Socially, through each stage of preparation and consumption, couscous is a powerfully communal food. “Couscous for one” is not just impractical: Most Maghribis would find it an absurd, alien idea. The time and effort involved in preparation of the dish make it the opposite of fast food, and couscous is generally made in quantities to feed not only the immediate family but also a bevy of aunts, uncles and cousins—and often the neighbors as well.
From the beginning, couscous is a group effort. The traditional preparation of the grains—rolling the semolina with water and salt, sifting and steaming the grains and then spreading the couscous out to dry—takes three or four people all day to accomplish. Women from an extended family will generally come together two or three times a year to prepare couscous grains, going through one or two 50-kilogram (110-lb) sacks of semolina at a sitting. After the grains are prepared, each household will take home its share of the finished product, which can be stored almost indefinitely.
Despite the hard work, the preparation takes on a festive air. This is a time when women catch up on family news, tell jokes, listen to music and dance for one another. Tradition charges the youngest woman in the group with preparing coffee, tea andm’semmen, a pastry made by frying small semolina-and-flour cakes and drenching them with honey. Although some North Africans, especially those in cities and abroad, now buy factory-prepared couscous in boxes—it can be found in many supermarkets in the United States and Europe—the traditional method remains common across the Maghrib.
The consumption of couscous too is communal. One big bowl of cooked couscous is set on the table, and everyone digs in with a hand or a spoon. The eldest diner at the table, or a special guest, is likely to have the choice bits of meat and vegetables slipped over in front of him or her. And no matter how much couscous one consumes, it always seems impossible to make more than a small dent in the mountain of semolina and stew!
But couscous often embraces a larger community than the family. Many households set aside a large bowl for the less fortunataiin the neighborhood, while others occasionally send a big helping of couscous to the local mosque to be consumed by the worshipers following Friday prayers. North Africans feel that couscous, like bread, contains barakah, a blessing, and while it is certainly delightful to be the recipient of a delicious bowl of couscous, it is even better to give than to receive.

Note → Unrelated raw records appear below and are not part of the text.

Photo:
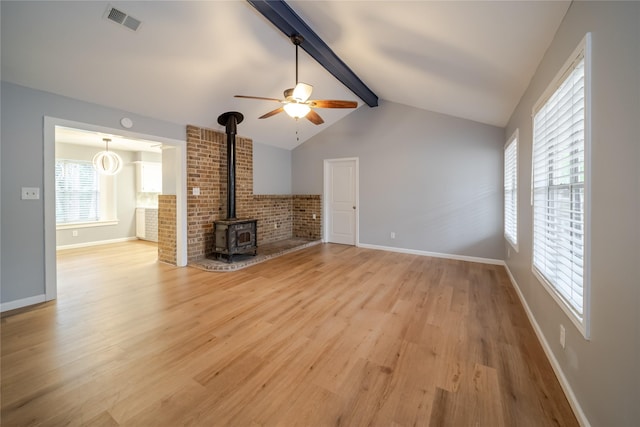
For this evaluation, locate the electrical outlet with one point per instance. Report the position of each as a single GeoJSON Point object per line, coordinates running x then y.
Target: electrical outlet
{"type": "Point", "coordinates": [30, 193]}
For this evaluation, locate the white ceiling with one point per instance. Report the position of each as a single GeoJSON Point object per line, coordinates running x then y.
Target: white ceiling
{"type": "Point", "coordinates": [471, 59]}
{"type": "Point", "coordinates": [96, 139]}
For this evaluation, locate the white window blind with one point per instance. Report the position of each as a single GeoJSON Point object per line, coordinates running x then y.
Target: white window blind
{"type": "Point", "coordinates": [77, 192]}
{"type": "Point", "coordinates": [511, 191]}
{"type": "Point", "coordinates": [559, 190]}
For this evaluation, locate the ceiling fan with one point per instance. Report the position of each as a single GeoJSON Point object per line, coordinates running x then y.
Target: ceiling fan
{"type": "Point", "coordinates": [296, 102]}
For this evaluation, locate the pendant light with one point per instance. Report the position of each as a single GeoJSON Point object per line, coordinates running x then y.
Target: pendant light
{"type": "Point", "coordinates": [107, 162]}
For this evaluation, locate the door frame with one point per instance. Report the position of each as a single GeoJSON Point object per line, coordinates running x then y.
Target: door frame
{"type": "Point", "coordinates": [325, 196]}
{"type": "Point", "coordinates": [49, 130]}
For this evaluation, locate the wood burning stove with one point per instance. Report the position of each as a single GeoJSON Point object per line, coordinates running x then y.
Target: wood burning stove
{"type": "Point", "coordinates": [233, 236]}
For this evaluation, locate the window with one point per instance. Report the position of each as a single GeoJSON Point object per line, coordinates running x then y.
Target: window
{"type": "Point", "coordinates": [511, 191]}
{"type": "Point", "coordinates": [77, 192]}
{"type": "Point", "coordinates": [559, 184]}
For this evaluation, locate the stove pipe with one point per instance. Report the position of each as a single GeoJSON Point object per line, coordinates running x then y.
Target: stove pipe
{"type": "Point", "coordinates": [230, 120]}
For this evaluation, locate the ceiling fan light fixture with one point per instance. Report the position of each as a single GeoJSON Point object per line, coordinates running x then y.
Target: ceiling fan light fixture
{"type": "Point", "coordinates": [296, 110]}
{"type": "Point", "coordinates": [107, 162]}
{"type": "Point", "coordinates": [302, 92]}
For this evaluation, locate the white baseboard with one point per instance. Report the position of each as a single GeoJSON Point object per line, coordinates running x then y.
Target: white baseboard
{"type": "Point", "coordinates": [433, 254]}
{"type": "Point", "coordinates": [564, 383]}
{"type": "Point", "coordinates": [96, 243]}
{"type": "Point", "coordinates": [12, 305]}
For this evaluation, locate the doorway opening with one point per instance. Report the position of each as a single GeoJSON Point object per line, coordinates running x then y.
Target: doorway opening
{"type": "Point", "coordinates": [110, 223]}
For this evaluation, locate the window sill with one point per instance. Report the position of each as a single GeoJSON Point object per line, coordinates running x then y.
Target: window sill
{"type": "Point", "coordinates": [86, 224]}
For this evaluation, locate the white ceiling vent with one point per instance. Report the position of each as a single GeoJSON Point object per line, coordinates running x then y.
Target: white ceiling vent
{"type": "Point", "coordinates": [121, 18]}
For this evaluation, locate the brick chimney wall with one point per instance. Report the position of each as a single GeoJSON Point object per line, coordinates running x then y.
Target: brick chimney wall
{"type": "Point", "coordinates": [279, 216]}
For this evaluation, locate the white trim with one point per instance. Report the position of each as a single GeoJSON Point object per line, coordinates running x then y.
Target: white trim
{"type": "Point", "coordinates": [515, 137]}
{"type": "Point", "coordinates": [71, 225]}
{"type": "Point", "coordinates": [325, 191]}
{"type": "Point", "coordinates": [95, 243]}
{"type": "Point", "coordinates": [562, 379]}
{"type": "Point", "coordinates": [433, 254]}
{"type": "Point", "coordinates": [582, 51]}
{"type": "Point", "coordinates": [19, 303]}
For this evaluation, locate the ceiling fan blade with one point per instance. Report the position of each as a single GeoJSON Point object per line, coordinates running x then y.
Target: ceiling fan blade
{"type": "Point", "coordinates": [302, 92]}
{"type": "Point", "coordinates": [332, 103]}
{"type": "Point", "coordinates": [258, 97]}
{"type": "Point", "coordinates": [314, 118]}
{"type": "Point", "coordinates": [272, 113]}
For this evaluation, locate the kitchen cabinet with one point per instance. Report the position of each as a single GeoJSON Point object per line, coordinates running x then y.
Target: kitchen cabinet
{"type": "Point", "coordinates": [149, 177]}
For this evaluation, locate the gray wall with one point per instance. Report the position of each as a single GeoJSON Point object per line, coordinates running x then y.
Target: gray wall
{"type": "Point", "coordinates": [434, 180]}
{"type": "Point", "coordinates": [125, 193]}
{"type": "Point", "coordinates": [603, 372]}
{"type": "Point", "coordinates": [23, 110]}
{"type": "Point", "coordinates": [271, 170]}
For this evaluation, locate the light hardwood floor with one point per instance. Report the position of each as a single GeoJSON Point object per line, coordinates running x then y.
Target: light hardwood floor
{"type": "Point", "coordinates": [329, 335]}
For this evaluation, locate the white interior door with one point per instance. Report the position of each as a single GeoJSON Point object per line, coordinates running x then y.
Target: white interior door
{"type": "Point", "coordinates": [341, 196]}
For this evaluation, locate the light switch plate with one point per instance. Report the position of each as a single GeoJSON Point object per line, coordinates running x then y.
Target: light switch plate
{"type": "Point", "coordinates": [30, 193]}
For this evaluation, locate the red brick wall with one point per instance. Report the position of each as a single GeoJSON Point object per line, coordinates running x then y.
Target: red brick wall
{"type": "Point", "coordinates": [278, 217]}
{"type": "Point", "coordinates": [167, 246]}
{"type": "Point", "coordinates": [304, 208]}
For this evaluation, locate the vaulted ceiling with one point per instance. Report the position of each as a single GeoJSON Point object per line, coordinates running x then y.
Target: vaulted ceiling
{"type": "Point", "coordinates": [187, 60]}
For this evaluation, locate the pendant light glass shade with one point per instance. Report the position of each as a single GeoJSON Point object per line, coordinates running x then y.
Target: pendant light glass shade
{"type": "Point", "coordinates": [107, 162]}
{"type": "Point", "coordinates": [296, 110]}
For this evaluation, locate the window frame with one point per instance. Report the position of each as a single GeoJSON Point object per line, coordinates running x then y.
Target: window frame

The Maghrib, like all the world’s distinct yet multicultural regions, is filled with great contrasts. It boasts rich farmlands and barren gravel plains, burning deserts and snow-topped mountains, isolated oases and overcrowded cities. Its people speak variations of Arabic all their own, often interlaced with heavy doses of French or Spanish, and sizable minorities have one of several Berber dialects as their native tongue. Among Maghribi governments, there are several republics, one kingdom, and even a unique “socialist peoples’ Arab jamahiriyya.” Yet whether they are Arab or Berber, rural or urban, or live in Tangier, Tunis or Tindouf, couscous, in its almost infinite variety, is a common touchstone for North Africans. When taking the measure of the Maghrib, one could do worse than to borrow Habib Bourguiba’s couscous yardstick.